Dann frissts die braunen Blätter wie es mag
Und bohrt sich quer durch unsren Lebenslauf.
So klingt des Schicksals Schlangenzungenschlag!
 

Bernd

Foren-Redakteur
Teammitglied
Es ist stark verschlüsselt.
Es kann vieles bedeuten.
1.Krankheit
Nähte platzen auf, Wegfressen=Krebs, Schicksalslauf,
(auch Chirurgie), braune Blätter-Herbst des Lebens

2. Auseinandersetzung mit dem Faschismus (braune Blätter, Gewürm, Henker, "durchbohrter Lebenslauf),
...


Stark verdichtet, mit Metaphern angereichert
 

HerrK

Mitglied
Lieber Bernd,

ich finde es immer wieder interessant wie viele verschiedene Blickwinkel auf ein und den selben Text möglich sind.

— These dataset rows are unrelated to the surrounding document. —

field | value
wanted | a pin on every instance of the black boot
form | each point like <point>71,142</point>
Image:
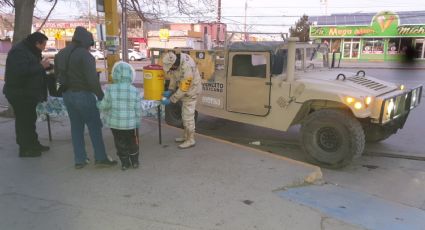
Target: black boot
<point>134,158</point>
<point>125,163</point>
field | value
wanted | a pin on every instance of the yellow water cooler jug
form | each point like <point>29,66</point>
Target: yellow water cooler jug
<point>153,82</point>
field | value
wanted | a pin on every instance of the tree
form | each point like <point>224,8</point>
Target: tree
<point>302,29</point>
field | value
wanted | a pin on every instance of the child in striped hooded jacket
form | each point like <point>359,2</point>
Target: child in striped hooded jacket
<point>121,109</point>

Ich wollte in dem Gedicht über die Zerissenheit der Person schreiben, die die vielen verschiedenen Ströme in sich nicht (mehr) vereinbaren kann oder will. Deshalb zum Beispiel die Anspielung auf die zwei Seelen in der Brust (bzw das leicht abgewandelte Zitat), das Auftrennen der Nähte, das dem Eingestehen der verschiedenen "Teile" eines Menschen entspricht, welches aber auch mit Schmerzen verbunden ist oder die symbolische "Zerfressung" des Lebensbaumes.